Our medical policies are designed for informational purposes only and are not an authorization, or an explanation of benefits, or a contract. Receipt of benefits is subject to satisfaction of all terms and conditions of the coverage. Medical technology is constantly changing, and we reserve the right to review and update our policies periodically.


Mutations in the NOTCH3 gene have been causally associated with CADASIL (cerebral autosomal dominant arteriopathy with subcortical infarcts and leukoencephalopathy). Genetic testing is available to determine if pathogenic mutations exist in the NOTCH3 gene for patients with suspected CADASIL and their family members.

Cerebral autosomal dominant arteriopathy with subcortical infarcts and leukoencephalopathy (CADASIL) is an uncommon, autosomal dominant disease. It is the most common cause of hereditary stroke and hereditary vascular dementia in adults. The CADASIL syndrome is an adult-onset, disabling systemic condition, characterized by migraine with aura, recurrent lacunar strokes, progressive cognitive impairment, and psychiatric disorders. The overall prevalence of the disease is unknown in the general population.

The clinical presentation of CADASIL is variable, and may be confused with multiple sclerosis, Alzheimer dementia, and Binswanger disease. The specific clinical signs and symptoms, along with family history and brain magnetic resonance imaging (MRI) findings, are extremely important in determining the diagnosis of CADASIL. When the differential diagnosis includes CADASIL, various other tests are available for diagnosis:

  • Immunohistochemistry assay of a skin biopsy sample, using a monoclonal antibody with reactivity against the extracellular domain of the NOTCH3 receptor. Positive immunostaining reveals the accumulation of NOTCH3 protein in the walls of small blood vessels. (1) Lesnick Oberstein et al. (2003) estimated sensitivity and specificity at 85-90% and 95-100%, respectively, for 2 observers of the test results in a population of patients and controls correlated with clinical, genetic and MRI parameters. (2)
  • Detection of granular osmiophilic material (GOM) in the same skin biopsy sample by electron microscopy. The major component of GOM is the ectodomain of the NOTCH3 gene product. (3) GOM accumulates directly in vascular smooth muscle cells and, when present, is considered a hallmark of the disease. (4) However, GOM may not be present in all biopsy samples. Sensitivity has been reported as low as 45% and 57%, but specificity is generally near or at 100%. (5-7)
  • Genetic testing, by direct sequencing of selected exons or of exons 2-24 of the NOTCH3 gene (see Rationale).
  • Examination of brain tissue for the presence of GOM. GOM was originally described as limited to brain vessels. (8) Examination of brain biopsy or autopsy after death was an early gold standard for diagnosis. In some cases, peripheral staining for GOM has been absent even though positive results were seen in brain vessels.

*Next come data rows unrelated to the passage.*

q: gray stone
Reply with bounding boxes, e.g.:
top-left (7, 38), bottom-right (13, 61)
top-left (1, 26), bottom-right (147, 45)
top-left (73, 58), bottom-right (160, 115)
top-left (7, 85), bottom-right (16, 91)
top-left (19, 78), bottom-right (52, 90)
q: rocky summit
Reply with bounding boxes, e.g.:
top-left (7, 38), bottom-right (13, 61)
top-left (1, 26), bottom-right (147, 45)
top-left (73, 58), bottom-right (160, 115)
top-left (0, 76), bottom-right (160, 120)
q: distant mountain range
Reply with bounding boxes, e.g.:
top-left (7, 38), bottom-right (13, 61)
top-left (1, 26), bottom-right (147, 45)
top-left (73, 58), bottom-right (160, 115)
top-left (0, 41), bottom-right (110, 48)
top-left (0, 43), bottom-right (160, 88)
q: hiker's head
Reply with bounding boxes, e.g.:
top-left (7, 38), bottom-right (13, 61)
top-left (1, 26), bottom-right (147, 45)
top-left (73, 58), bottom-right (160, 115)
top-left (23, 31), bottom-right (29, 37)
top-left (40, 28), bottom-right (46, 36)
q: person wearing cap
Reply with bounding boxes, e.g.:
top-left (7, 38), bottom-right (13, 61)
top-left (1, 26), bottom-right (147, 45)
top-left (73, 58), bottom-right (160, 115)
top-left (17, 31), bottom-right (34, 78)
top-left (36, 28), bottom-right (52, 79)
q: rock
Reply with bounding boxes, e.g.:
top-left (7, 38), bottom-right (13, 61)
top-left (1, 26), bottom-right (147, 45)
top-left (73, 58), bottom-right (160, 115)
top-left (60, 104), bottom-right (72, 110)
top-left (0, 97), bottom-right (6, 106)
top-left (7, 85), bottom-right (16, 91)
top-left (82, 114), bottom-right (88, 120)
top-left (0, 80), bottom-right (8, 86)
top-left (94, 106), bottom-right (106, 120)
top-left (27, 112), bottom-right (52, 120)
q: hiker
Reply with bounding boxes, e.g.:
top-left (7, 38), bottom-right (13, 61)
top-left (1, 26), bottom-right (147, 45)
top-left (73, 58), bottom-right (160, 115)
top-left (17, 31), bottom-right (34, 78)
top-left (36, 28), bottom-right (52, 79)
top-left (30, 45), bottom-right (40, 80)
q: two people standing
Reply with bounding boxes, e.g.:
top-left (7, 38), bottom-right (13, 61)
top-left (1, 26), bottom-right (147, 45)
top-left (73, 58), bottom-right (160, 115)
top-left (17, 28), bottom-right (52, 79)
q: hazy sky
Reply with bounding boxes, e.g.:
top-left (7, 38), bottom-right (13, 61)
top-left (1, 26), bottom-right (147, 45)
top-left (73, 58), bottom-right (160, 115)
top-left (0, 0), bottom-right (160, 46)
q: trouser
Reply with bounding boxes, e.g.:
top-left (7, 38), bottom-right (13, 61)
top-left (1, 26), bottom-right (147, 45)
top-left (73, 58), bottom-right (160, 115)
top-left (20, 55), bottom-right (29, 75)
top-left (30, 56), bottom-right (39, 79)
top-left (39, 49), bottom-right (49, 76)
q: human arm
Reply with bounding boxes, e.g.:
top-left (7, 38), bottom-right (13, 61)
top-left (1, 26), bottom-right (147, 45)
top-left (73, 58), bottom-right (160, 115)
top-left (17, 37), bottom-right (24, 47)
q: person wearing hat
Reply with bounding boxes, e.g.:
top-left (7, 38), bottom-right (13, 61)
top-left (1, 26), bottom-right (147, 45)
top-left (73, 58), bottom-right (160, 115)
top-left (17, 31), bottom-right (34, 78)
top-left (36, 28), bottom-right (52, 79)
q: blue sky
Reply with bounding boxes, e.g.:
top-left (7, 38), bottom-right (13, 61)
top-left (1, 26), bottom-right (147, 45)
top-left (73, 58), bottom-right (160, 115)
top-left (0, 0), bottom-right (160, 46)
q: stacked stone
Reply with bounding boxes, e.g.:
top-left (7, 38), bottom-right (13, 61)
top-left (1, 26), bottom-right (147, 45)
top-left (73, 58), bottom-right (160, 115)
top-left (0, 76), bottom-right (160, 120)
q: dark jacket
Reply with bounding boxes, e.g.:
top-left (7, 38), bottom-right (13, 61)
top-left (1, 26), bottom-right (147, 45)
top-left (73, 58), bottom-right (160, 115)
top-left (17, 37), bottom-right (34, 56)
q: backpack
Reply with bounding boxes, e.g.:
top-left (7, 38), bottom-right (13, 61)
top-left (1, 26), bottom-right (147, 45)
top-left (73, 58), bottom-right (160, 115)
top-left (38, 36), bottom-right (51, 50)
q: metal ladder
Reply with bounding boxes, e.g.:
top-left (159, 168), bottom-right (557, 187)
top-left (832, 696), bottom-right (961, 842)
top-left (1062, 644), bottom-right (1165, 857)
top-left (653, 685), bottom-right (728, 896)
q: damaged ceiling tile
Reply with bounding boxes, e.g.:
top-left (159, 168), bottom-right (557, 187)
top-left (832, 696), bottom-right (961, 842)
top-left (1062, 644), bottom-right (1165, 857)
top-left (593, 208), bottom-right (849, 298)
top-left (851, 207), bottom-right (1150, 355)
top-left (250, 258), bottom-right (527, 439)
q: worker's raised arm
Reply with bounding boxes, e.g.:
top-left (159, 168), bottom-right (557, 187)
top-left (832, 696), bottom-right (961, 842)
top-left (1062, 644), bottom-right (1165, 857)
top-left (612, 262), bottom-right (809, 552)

NOTCH3 mutations. Mutations in NOTCH3 have been identified as the underlying cause of CADASIL. In almost all cases, the mutations lead to loss or gain of a cysteine residue that could lead to increased reactivity of the NOTCH3 protein, resulting in ligand-binding and toxic effects. (9)

The NOTCH3 gene is found on chromosome 19p13.2-p13.1 and encodes the third discovered human homologue of the Drosophila melanogaster type I membrane protein NOTCH. The NOTCH3 protein consists of 2,321 amino acids primarily expressed in vascular smooth muscle cells and plays an important role in the control of vascular transduction. It has an extracellular ligand-binding domain of 34 epidermal growth factor-like repeats, traverses the membrane once, and has an intracellular domain required for signal transduction. (10)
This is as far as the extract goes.